Experiencing all these hardships and uncertainties, Joseph might have begun to wonder somewhere at the back of his mind:  Whatever happened to what the angel had promised him in his dream?  If the baby was truly the child of the Most High, shouldn’t they have met at least fewer problems?  Why was God not taking better care of them and of his own son?

So where was God that day?  He didn’t seem to be with them at all.  So much for “Emmanuel!”  So much for “God with us!”  Maybe Joseph was even already beginning to wonder if his dream had been too good to be true.

Today we remember the silent dreamer, Joseph, the husband of Mary, and it’s only right that we give him more credit than we usually do. Without the benefit of certainty and certainly with a lot of courage, he allowed God to revise his dreams.

His life probably continued to be filled with such questions and doubts, too, but what matters is that despite those questions and doubts, he “kept the faith,” and made the choice to live up to his commitments.

We can learn much from this silent dreamer. He let God change his dreams, and in the process, he also allowed God to change the world.

Would you do the same?


It would have been most beneficial to Joseph if he just pursued the divorce to save his face. But for whatever reason, he allowed God to prevail upon him. I wonder if Joseph realized that his life-changing decision had an impact to all humanity . . . making it possible for Jesus to be born and allowed for the prophesy in the Old Testament to take place.

In church this morning, I wondered how St. Joseph remembered the message in his dream when he woke up, believed it, and decided to accept it and act on it accordingly. Wow.

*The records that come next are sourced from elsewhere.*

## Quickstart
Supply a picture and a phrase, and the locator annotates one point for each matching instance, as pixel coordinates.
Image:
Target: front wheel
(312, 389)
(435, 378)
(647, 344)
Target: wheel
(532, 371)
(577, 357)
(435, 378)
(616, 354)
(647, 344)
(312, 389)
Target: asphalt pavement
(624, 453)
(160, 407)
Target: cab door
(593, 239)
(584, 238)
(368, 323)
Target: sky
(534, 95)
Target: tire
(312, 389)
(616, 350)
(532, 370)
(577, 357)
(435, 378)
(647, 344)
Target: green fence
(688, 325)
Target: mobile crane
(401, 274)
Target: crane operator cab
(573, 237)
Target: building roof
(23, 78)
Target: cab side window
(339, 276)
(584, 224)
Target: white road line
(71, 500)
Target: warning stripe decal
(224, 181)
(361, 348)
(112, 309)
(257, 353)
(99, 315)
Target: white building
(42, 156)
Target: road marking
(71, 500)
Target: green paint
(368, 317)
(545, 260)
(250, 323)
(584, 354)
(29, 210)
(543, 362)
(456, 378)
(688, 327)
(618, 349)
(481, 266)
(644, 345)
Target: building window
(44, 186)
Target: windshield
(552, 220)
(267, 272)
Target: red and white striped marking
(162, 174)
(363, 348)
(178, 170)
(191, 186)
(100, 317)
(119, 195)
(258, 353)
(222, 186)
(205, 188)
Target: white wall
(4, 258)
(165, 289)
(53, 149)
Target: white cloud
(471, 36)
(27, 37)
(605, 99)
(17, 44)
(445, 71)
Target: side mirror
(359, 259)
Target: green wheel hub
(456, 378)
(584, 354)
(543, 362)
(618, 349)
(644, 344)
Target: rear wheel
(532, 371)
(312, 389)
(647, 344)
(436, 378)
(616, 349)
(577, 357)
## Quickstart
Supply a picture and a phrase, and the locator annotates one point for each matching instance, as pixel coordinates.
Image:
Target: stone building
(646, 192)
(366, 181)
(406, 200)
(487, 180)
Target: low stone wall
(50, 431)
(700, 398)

St. Joseph’s commitment to God’s will preceded the phrase “Fiat voluntas tua” . But his life was a testimony to that.

This kind of commitment is hard to find nowadays. That’s why we have disturbing issues of abortion, live-in relationships, divorce, broken homes.

My husband is a great devotee of St. Joseph. Every time we have a challenge, he dismisses it with “Don’t worry, St. Joseph will take care of it” (to my great irritation). And true enough, St Joseph does. I have witnessed his operative power all these 48 years. St. Joseph, pray for us!